JULIA GILLARD’S STRAIGHT UP FRONT TALK FROM DOWN UNDER

http://www.investors.com/NewsAndAnalysis/Article/565797/201103111841/A-Gift-From-Canberra.htm

The American Spirit: With the Obama administration last week sending appallingly mixed signals on both the economy and foreign policy, Washington needed to hear a certain trumpet. It came, of all places, from Down Under.

More accurately, the bracing blast came from the floor of the U.S. House of Representatives, but not from an NPR-created caricature of a newly elected Tea Partyer. Instead, it came in a speech to that body delivered firmly by the Laborite prime minister of Australia.

“As I stand before you in this, the cradle of democracy,” the auburn-haired Aussie encouraged the assembled congressmen and senators, “I see a nation that has changed the world and known remarkable days.

“I firmly believe you are the same people who amazed me when I was a small girl by landing on the moon.
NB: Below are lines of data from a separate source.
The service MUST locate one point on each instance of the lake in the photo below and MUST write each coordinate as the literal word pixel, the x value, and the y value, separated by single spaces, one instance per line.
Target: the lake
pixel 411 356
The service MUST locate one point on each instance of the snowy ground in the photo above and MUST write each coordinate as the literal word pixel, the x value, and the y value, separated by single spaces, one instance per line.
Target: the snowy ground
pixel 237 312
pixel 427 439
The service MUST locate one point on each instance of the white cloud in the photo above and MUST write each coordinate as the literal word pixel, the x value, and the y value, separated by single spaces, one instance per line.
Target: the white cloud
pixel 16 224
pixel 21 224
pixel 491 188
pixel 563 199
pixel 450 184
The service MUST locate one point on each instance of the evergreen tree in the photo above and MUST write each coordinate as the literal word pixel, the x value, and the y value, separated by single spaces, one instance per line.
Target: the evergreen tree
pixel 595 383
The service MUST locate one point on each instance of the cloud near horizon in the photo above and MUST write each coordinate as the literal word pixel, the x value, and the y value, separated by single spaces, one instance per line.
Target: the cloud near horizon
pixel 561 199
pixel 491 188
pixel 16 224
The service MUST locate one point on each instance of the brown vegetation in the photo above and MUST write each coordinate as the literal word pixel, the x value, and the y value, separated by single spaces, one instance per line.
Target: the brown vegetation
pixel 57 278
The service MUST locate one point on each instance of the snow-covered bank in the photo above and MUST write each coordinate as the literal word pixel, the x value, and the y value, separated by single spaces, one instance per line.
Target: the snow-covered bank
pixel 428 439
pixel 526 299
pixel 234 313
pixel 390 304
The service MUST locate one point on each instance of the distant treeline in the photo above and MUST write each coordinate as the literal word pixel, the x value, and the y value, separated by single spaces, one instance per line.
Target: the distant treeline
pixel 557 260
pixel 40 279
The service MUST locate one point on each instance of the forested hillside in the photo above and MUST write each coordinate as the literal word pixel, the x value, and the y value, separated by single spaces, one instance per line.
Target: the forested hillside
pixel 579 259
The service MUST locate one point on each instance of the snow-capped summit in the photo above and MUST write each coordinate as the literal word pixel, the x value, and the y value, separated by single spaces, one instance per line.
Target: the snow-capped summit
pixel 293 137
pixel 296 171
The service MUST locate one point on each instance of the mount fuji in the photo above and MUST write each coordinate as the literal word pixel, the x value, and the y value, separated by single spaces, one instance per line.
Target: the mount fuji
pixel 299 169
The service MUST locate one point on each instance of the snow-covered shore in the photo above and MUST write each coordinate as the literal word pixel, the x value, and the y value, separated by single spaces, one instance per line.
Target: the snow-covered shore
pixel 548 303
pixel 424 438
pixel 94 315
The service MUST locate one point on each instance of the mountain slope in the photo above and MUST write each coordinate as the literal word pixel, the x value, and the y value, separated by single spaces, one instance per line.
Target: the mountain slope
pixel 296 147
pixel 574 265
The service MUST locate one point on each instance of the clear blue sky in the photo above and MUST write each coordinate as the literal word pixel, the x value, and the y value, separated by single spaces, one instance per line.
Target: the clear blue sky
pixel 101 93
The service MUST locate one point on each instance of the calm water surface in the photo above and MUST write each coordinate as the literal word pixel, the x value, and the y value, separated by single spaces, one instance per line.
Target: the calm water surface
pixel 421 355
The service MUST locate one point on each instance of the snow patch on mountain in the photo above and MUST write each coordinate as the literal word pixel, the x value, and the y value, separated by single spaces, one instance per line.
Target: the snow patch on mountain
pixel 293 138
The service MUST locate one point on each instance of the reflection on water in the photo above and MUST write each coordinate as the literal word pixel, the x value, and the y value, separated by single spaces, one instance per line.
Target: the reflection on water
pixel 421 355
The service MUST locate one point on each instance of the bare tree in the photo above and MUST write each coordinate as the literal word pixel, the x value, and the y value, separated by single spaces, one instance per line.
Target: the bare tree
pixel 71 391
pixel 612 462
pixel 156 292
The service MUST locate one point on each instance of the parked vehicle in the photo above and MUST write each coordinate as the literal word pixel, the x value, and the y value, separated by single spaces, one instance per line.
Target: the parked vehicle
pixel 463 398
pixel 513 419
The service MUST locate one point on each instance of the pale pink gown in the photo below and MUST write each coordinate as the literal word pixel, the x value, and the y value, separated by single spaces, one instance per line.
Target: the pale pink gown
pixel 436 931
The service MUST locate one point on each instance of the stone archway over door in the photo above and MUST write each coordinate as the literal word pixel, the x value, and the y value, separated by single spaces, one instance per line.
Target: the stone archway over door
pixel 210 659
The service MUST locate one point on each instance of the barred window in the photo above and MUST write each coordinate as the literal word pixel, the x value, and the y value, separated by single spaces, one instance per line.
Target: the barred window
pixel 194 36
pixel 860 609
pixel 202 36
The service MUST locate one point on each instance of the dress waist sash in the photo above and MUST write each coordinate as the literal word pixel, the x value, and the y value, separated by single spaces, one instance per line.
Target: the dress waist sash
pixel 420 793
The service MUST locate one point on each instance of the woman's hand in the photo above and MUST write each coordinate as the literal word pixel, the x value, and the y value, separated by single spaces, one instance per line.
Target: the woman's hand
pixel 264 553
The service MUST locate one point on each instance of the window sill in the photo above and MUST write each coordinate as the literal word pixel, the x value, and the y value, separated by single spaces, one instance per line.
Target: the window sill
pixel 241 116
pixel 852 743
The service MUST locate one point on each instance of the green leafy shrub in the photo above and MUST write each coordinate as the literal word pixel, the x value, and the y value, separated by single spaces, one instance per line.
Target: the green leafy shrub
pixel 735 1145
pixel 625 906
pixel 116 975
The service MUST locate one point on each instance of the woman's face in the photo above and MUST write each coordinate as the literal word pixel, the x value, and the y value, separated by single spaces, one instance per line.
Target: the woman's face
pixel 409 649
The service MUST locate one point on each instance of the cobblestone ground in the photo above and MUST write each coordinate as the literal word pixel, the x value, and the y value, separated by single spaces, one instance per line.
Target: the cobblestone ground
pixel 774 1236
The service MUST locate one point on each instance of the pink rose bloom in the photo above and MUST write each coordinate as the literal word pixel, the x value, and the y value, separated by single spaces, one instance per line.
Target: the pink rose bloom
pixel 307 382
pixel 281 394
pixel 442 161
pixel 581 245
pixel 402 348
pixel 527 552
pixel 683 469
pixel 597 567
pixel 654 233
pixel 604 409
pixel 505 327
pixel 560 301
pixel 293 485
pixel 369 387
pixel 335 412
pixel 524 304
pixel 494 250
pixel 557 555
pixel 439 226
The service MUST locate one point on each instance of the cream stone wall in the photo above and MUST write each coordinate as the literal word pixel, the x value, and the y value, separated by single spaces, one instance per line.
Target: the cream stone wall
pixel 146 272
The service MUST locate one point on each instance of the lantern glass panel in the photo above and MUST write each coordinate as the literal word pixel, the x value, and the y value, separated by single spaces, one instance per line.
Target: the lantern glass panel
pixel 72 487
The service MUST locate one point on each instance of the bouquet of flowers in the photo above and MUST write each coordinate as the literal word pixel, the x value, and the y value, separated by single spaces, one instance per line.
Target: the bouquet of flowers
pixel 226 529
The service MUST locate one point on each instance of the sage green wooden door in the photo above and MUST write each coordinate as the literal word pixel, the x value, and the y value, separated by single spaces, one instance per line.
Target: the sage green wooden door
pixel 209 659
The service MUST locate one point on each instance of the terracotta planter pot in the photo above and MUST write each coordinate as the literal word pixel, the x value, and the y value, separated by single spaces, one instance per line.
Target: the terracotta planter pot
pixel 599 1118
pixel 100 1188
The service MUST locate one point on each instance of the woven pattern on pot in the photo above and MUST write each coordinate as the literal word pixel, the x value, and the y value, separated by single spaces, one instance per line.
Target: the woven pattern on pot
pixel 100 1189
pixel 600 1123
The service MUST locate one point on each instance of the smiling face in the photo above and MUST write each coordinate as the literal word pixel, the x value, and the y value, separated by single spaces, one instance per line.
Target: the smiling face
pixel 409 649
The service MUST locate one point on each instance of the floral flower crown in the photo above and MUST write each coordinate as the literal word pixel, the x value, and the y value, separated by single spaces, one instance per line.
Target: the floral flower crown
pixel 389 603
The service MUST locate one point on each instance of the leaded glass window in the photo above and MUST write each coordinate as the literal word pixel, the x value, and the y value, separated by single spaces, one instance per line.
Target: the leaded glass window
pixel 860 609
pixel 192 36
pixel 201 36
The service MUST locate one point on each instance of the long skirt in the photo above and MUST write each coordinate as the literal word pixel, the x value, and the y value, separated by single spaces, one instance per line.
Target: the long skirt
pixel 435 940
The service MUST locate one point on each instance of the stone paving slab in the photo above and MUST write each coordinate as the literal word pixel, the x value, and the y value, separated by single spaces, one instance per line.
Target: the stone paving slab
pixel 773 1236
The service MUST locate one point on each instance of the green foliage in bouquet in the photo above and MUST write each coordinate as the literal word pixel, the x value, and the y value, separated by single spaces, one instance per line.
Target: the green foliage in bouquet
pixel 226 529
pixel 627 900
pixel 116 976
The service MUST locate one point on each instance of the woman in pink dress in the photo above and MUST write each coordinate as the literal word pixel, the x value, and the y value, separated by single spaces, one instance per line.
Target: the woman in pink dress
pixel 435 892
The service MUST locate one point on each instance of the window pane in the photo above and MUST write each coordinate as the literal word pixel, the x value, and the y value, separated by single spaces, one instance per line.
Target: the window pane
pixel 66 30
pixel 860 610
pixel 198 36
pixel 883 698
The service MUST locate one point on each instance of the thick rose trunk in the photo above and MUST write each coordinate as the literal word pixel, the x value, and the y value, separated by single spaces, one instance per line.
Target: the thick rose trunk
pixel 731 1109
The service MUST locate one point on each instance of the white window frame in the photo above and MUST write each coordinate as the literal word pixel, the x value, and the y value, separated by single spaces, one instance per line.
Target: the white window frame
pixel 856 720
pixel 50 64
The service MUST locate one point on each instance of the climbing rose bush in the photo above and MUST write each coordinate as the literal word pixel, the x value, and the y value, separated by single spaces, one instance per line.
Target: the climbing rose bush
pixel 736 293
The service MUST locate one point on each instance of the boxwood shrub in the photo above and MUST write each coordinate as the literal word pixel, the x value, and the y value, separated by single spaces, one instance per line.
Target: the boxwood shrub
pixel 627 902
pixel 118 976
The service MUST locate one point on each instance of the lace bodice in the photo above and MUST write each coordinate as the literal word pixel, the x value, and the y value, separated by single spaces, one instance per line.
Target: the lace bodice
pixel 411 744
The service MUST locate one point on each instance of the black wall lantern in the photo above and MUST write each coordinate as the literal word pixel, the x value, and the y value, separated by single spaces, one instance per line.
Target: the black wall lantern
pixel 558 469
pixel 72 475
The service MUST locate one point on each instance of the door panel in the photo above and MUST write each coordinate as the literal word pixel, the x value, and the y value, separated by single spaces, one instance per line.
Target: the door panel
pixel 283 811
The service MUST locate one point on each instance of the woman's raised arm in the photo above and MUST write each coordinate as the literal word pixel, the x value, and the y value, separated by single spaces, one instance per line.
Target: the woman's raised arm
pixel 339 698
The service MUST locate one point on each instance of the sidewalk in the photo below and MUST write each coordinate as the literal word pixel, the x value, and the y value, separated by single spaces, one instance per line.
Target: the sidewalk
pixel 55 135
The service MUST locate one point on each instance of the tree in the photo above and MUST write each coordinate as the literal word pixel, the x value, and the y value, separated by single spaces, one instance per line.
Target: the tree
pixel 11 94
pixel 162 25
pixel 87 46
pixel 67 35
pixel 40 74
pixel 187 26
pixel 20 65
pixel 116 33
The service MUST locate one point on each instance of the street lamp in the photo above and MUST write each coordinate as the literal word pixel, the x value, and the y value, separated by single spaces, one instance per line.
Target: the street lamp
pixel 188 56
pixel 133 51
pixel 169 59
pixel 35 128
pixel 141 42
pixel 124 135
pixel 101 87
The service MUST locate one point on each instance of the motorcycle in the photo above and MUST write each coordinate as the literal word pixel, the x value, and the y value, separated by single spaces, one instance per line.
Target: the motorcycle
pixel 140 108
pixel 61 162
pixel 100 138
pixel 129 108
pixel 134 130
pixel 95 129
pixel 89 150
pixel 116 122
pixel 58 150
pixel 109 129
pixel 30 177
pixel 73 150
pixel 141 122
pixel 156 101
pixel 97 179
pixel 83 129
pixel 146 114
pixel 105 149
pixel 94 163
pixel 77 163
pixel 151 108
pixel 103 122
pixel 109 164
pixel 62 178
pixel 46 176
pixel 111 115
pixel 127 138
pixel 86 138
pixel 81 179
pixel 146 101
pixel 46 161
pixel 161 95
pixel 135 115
On that great day, I believed Americans could do anything. I believe that still. You can do anything today.”

Julia Gillard is only months into leading the massive, English-speaking anchor of the South Pacific, having wrested the prime-ministership from the hapless Kevin Rudd. But her voice sounds remarkably — critics would say suspiciously — like Rudd’s conservative predecessor John Howard.

Since 9/11, and as the U.S. took on military obligations in Afghanistan and Iraq, Howard, next only to Britain’s Tony Blair, stood up as America’s sturdiest ally.

All that seemed to dampen when Rudd, in 2007, ushered the long-serving Howard out of Canberra. The Laborite leader benefited from 15 years of economic growth, only to tumble — as he tried to push more socialistic measures — into the next year’s global downturn.

Challenging Rudd’s leadership, Gillard deftly took control of both her party and the government. Last year she won a second term on her own.

Though still pushing government-heavy initiatives in education and climate change, Gillard has expropriated Howard’s more hard-line policies on foreign policy and immigration. She created a welcome stir by sternly warning Muslims not even to think about replacing Anglo with Shariah law.

On Capitol Hill Wednesday, as she pledged an unbreakable commitment to the 60-year-old ANZUS Treaty, Gillard ended her speech invoking the memory of our 40th president:

“This year you have marked the centenary of President Reagan’s birth. He remains a great symbol of American optimism. The only greater symbol of American optimism is America itself. The eyes of the world are still upon you. Your city on a hill cannot be hidden.”